Remember that Twilight prequel we told you about yesterday? The one where Stephanie Meyer changes the p.o.v. from Bella's to Edward's and calls it a new book? Well, we read some of it today, comparing it to the first book in the best selling series. Rough estimate: At least a third of the book is exactly the same. The dialogue is a carbon copy, and even some of the descriptive passages remain unchanged! This was some lazy, money-grabbing, almost-a-scam sh*t Meyer was going to pull here, so let's hope (for her sake) that its leak to the internet will cause Meyer to do a major re-think. Moroni knows she lost enough fans with Breaking Dawn. This book would've only lost her more.

Monday, September 1, 2008

Book News, In Brief

Michael Phelps just won eight gold medals and Coca-countless endorsement McDeals. Does he really need $1.6 for his ghost written memoirs?

The New Zealand Herald has this advice for self-publishers: Eff a paperback, print your work in a three ring binder. Their reasoning? The chances of you making a living off of your print-on-demand work is next to nil. But the odds of you being able to make some money in the lectures and consulting fields? Slightly better.

Extra, extra! Read all about it! Internet leak spares millions the drudgery of reading another Twilight novel...for now. From the Stephenie Meyer, the author of a popular teen vampire series of books, says she has temporarily ditched the final episode of her series after an incomplete draft was leaked on the internet. The last book was to retell the story of the first installment of her series, Twilight, from the point of view of Edward Cullen, the main love interest of the human teen Bella Swan.

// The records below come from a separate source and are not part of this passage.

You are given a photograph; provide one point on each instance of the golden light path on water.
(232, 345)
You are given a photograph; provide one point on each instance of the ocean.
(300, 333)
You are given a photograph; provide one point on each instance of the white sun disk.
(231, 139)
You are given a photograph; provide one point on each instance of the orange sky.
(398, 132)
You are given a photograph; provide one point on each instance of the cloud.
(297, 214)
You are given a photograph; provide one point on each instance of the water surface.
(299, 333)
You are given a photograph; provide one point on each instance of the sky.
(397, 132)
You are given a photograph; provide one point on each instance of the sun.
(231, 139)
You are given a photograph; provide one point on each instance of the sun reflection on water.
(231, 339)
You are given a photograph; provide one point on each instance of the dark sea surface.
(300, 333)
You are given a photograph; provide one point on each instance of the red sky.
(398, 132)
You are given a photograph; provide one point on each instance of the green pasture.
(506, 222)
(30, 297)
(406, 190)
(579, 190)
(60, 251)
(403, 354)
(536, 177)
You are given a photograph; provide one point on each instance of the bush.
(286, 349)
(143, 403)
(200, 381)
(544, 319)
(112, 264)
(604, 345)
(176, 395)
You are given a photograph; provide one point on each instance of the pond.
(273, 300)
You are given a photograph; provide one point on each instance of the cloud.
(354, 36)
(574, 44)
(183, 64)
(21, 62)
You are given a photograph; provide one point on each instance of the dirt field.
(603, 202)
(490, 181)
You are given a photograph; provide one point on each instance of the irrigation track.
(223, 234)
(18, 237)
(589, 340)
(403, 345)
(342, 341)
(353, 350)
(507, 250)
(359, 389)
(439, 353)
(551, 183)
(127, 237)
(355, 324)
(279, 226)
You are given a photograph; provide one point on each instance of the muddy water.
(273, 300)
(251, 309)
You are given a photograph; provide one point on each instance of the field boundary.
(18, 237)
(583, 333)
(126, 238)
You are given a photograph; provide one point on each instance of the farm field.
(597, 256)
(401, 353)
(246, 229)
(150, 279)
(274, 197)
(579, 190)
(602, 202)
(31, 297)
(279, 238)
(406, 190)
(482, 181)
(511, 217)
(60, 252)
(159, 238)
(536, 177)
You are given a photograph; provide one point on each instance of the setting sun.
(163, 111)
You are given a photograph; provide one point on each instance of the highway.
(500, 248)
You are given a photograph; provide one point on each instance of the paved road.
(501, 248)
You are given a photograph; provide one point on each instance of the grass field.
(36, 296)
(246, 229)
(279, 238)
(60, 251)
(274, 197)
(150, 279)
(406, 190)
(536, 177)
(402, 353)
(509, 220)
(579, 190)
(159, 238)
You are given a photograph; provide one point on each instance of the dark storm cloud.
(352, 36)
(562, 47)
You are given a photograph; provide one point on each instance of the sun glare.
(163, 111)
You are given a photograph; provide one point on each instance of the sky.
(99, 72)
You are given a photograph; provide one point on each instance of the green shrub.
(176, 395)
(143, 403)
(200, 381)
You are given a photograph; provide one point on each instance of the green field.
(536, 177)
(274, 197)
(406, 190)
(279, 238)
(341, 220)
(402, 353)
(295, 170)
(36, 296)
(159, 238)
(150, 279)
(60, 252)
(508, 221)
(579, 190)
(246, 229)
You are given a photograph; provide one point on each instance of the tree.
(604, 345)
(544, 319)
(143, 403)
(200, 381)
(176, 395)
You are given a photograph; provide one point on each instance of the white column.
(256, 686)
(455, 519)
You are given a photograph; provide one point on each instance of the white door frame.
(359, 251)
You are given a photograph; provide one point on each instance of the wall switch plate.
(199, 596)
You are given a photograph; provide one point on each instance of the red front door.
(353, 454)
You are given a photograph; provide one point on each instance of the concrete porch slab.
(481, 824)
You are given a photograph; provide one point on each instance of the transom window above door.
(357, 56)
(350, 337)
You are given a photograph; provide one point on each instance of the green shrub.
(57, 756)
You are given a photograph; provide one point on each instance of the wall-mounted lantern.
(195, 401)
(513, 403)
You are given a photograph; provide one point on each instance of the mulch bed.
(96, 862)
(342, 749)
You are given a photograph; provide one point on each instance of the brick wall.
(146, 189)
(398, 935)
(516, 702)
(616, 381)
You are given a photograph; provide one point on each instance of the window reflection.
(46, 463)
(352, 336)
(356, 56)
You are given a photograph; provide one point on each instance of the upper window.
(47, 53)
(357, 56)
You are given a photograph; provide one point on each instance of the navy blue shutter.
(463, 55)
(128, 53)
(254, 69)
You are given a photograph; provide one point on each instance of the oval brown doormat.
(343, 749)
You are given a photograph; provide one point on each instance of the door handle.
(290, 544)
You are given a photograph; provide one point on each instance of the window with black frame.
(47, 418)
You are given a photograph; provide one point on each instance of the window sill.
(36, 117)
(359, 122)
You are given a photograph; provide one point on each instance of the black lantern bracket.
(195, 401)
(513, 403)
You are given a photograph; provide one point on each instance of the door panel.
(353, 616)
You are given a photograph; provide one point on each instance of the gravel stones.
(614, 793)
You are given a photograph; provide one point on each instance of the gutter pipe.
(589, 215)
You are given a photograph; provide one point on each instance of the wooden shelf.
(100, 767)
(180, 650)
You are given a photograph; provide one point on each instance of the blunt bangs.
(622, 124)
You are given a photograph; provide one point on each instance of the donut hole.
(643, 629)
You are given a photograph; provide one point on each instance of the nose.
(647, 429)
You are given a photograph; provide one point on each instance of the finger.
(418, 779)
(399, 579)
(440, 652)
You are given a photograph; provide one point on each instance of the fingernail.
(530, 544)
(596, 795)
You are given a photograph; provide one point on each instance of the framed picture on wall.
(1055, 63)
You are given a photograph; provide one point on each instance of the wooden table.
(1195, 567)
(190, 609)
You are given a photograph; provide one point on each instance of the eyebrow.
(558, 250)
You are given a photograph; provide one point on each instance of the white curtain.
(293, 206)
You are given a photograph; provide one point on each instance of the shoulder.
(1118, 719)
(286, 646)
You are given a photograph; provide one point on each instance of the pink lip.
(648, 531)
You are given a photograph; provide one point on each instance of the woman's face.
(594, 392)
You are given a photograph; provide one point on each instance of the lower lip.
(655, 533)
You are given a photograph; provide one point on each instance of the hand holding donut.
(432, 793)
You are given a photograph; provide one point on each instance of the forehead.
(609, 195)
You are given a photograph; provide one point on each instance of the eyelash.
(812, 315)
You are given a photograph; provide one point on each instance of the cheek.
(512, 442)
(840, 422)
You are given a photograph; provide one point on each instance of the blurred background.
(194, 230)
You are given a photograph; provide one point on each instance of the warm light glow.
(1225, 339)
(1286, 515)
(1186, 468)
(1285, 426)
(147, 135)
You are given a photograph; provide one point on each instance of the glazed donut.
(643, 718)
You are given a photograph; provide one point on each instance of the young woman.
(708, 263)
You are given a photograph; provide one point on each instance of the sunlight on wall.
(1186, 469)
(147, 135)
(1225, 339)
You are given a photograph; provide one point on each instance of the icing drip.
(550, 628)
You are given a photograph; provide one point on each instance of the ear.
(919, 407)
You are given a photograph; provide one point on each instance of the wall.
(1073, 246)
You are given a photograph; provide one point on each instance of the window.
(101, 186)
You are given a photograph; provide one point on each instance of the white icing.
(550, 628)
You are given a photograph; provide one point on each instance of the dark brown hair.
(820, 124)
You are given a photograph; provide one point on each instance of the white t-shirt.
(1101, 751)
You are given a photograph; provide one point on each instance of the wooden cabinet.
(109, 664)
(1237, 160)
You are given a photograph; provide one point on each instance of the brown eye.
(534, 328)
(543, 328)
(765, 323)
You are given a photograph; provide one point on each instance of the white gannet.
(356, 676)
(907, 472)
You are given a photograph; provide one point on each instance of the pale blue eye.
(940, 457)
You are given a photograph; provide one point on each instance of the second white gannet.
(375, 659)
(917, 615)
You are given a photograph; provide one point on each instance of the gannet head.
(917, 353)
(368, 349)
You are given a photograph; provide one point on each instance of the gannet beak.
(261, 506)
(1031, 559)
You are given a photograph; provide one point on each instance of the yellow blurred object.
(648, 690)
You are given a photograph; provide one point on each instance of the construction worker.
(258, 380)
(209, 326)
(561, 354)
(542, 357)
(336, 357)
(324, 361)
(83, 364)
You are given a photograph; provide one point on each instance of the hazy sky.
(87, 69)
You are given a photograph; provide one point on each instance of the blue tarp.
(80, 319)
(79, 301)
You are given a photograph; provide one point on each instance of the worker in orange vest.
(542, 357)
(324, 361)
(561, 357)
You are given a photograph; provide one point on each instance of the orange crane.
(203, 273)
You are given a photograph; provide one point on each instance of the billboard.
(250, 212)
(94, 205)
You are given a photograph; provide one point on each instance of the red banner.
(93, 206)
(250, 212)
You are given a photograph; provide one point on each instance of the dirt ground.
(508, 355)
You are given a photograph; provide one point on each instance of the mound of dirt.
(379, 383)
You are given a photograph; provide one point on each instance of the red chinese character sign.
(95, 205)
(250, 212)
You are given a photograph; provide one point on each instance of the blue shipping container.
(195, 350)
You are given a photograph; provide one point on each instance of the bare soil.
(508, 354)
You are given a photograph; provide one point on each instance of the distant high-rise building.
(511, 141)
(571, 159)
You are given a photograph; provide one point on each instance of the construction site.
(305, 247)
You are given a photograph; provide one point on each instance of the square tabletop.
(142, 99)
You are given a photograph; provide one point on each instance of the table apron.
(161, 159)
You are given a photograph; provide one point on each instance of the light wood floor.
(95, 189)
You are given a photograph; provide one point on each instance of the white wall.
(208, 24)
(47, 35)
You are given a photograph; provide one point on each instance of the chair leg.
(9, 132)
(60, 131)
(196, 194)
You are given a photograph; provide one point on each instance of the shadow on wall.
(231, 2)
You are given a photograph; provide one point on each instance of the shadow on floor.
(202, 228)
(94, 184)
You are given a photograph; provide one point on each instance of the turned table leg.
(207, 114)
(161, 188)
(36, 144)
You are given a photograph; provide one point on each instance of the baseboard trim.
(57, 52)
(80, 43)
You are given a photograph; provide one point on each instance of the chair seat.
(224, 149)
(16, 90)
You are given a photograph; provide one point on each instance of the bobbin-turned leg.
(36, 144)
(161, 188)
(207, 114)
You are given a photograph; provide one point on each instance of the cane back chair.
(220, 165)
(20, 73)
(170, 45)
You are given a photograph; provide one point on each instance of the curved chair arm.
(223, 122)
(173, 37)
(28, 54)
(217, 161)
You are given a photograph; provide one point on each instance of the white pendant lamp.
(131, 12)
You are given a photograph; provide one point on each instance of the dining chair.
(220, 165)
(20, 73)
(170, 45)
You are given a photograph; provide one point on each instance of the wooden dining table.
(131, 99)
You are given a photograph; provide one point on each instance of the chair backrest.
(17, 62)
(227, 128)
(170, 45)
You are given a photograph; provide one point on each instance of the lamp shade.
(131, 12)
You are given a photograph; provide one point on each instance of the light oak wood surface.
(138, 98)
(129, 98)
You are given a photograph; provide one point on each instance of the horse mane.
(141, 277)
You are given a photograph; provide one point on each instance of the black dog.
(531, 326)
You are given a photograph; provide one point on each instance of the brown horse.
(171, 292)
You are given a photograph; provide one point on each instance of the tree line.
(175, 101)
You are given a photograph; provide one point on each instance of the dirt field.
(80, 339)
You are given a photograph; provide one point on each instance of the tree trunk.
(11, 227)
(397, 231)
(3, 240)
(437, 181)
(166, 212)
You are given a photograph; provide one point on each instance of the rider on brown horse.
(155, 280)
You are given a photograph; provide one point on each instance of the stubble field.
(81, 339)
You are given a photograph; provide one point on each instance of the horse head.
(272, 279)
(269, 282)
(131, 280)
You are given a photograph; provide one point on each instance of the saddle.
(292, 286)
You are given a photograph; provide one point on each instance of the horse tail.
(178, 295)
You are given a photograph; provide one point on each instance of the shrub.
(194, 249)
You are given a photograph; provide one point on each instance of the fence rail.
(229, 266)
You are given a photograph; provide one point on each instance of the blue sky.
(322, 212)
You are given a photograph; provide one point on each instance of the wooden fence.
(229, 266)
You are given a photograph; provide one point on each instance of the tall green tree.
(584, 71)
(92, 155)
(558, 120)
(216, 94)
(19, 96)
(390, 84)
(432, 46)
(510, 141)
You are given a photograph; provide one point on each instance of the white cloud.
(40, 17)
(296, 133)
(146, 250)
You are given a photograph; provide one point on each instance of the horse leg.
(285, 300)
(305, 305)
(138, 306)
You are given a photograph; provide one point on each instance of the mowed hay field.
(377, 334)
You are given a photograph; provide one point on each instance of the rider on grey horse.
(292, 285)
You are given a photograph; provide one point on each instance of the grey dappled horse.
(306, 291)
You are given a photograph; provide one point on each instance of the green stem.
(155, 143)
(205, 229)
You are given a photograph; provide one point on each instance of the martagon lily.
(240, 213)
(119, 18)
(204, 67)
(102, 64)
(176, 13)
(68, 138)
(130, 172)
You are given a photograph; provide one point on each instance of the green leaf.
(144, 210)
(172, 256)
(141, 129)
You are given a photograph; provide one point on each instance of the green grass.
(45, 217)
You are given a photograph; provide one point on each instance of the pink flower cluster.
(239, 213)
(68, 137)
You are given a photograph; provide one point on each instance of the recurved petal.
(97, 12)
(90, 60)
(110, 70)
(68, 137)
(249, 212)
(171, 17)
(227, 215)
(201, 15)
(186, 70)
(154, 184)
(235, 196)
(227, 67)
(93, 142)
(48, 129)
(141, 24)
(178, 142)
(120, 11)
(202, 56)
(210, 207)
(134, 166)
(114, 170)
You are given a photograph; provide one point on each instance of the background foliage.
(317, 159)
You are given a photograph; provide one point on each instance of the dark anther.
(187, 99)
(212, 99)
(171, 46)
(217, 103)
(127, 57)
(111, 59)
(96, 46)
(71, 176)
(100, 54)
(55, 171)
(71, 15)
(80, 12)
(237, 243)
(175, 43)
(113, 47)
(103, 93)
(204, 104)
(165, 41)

Speaking of, I mean tie-ins: Bloomsbury, the British publishers of the Harry Potter books, can't wait for December 4th. What's the significance of 12/4/8, you ask? Well, that's when Rowling's first series spin-off, Tales of Beetle the Bard will be released to the non-millionaires of the world. It seems that after selling millions and millions of copies of the first seven Potter books (and pocketing billions and billions in profits), Bloomsbury's feeling a little light in the pockets. I guess Biggie was right: Mo' money, mo' problems.